The main theme of the book works much better than the last issue. The last issue just had Jean Ripoff telling everybody that she's her own brat and they need to stay out of her way. This issue actually has her trying to be the messiah that she's been billed as. While it works well, the little things are still lacking. Idie is still not doing jack shit. The Hope/Rogue plot has been completely overlooked and underdeveloped. Kenji basically pulled this new telepathy resistance out of thin air. Kitty Pryde's presence really hasn't changed anything either. Plus there was yet another Phoenix tease and for most fans that shit is old. It's one thing to hint at things to come, but to use teases that have long since lost their impact isn't good storytelling. It's just annoying.

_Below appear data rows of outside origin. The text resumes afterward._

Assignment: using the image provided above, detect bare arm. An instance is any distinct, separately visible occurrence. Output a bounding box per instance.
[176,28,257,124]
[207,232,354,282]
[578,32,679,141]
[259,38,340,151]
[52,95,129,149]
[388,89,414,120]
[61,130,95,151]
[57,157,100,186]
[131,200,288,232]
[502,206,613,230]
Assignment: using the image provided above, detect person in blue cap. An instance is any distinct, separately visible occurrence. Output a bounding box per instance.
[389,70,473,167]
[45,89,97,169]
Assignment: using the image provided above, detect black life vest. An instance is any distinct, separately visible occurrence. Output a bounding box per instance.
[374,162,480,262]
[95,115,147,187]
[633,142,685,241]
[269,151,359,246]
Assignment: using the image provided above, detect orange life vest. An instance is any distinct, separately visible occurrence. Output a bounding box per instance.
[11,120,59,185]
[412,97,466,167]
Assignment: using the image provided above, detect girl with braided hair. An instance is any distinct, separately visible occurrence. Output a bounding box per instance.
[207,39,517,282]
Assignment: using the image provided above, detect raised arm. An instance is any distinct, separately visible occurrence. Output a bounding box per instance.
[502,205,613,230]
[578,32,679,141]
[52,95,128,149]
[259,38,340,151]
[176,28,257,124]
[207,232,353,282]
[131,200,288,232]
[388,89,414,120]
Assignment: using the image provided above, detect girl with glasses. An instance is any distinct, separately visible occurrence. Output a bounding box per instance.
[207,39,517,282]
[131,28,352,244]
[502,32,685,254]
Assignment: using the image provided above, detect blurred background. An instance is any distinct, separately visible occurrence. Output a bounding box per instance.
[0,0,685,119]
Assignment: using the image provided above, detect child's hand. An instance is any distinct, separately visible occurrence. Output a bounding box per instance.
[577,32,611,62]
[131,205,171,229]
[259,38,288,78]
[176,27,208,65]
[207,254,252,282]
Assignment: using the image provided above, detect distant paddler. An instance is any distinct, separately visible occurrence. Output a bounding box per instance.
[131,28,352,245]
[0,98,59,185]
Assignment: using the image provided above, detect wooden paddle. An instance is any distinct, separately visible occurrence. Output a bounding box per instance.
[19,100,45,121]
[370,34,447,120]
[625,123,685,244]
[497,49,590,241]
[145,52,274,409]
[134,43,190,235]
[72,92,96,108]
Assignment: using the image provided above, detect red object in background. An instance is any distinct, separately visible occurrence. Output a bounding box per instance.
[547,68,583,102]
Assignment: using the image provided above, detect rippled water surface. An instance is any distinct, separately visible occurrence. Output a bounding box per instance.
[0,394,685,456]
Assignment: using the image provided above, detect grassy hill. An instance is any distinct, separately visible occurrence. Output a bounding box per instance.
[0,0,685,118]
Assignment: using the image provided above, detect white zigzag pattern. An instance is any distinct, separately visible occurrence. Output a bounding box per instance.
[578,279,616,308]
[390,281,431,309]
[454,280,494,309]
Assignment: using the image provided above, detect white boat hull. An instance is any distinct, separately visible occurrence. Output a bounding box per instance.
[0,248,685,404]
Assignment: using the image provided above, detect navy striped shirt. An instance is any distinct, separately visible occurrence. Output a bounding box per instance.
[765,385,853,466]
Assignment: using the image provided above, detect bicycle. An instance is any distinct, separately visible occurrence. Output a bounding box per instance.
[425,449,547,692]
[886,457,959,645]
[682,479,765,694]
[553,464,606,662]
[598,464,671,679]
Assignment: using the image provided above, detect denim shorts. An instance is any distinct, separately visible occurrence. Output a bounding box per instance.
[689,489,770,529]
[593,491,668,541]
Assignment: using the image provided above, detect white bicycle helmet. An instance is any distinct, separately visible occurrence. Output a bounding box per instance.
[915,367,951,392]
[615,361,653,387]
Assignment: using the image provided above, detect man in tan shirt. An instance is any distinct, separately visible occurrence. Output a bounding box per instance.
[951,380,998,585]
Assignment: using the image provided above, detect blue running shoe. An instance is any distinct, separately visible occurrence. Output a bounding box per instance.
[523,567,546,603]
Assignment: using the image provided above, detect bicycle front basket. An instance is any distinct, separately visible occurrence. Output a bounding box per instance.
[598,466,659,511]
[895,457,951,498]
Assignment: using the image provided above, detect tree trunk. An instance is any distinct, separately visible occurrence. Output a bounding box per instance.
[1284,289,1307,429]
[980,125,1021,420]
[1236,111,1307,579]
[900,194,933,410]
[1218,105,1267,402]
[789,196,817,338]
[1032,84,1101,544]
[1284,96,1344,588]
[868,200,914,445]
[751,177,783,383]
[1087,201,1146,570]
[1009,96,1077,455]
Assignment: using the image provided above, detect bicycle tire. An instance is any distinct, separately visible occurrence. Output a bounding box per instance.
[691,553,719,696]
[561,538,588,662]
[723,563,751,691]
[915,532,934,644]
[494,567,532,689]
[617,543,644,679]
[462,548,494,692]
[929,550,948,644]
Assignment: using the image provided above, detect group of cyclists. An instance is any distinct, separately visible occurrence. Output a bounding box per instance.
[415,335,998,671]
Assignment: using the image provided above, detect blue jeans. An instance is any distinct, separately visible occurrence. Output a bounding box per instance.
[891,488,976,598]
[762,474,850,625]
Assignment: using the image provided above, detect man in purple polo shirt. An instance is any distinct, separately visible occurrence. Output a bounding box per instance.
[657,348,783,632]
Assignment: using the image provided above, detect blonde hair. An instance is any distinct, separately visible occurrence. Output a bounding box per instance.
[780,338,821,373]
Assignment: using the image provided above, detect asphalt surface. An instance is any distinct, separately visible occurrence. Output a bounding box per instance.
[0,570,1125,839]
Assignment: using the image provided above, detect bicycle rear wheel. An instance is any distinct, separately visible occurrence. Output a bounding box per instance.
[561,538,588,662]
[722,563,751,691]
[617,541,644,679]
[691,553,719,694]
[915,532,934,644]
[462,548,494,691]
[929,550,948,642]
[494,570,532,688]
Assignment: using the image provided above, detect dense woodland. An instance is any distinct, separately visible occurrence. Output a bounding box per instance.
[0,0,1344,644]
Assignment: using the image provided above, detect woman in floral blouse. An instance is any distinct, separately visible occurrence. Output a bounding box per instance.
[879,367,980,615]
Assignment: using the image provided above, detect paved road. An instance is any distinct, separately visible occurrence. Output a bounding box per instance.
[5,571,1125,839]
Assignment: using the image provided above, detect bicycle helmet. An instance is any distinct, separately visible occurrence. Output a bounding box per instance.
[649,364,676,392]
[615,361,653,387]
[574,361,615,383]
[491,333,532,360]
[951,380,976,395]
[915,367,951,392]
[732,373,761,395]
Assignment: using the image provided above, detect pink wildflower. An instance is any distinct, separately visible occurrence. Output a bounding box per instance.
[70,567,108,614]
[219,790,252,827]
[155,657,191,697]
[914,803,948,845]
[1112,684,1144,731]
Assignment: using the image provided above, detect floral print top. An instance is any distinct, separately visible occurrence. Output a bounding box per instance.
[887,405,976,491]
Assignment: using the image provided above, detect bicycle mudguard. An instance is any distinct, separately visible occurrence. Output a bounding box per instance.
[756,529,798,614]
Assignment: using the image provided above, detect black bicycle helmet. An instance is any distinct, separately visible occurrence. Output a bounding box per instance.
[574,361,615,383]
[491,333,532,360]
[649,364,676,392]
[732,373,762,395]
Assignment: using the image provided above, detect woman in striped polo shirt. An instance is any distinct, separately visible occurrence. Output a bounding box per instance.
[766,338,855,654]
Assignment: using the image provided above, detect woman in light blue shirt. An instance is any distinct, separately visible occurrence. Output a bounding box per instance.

I can't say this issue lived up to the hype that the summery claimed. It isn't the kind of story that makes you grab a vacuum cleaning to pick up the pieces of your mind after it's been blown. It's still an improvement over the last issue. Kieron Gillen has a solid handling of these characters, but the lack of refinement that makes his Uncanny books so strong just isn't here. If you can ignore the little things, it's a solid book. If you can't, at least the main theme is more coherent. I can't give it too high a score, but I can't tell readers to avoid this book like the plague. I give Generation Hope #6 a 3 out of 5. There's plenty of room for improvement, but this book will keep getting hampered so long as there are annoying Jean Grey/Phoenix teases. If Marvel is trying to make Hope her own character, they're doing a lousy job because every time she flashes her Phoenix flare she gets that Jean Grey vibe. When someone has red hair, green eyes, and the Phoenix Force they don't think Hope. They think Jean. Until that changes, this book will continue to have holes. But those holes can be filled with solid storytelling. Nuff said!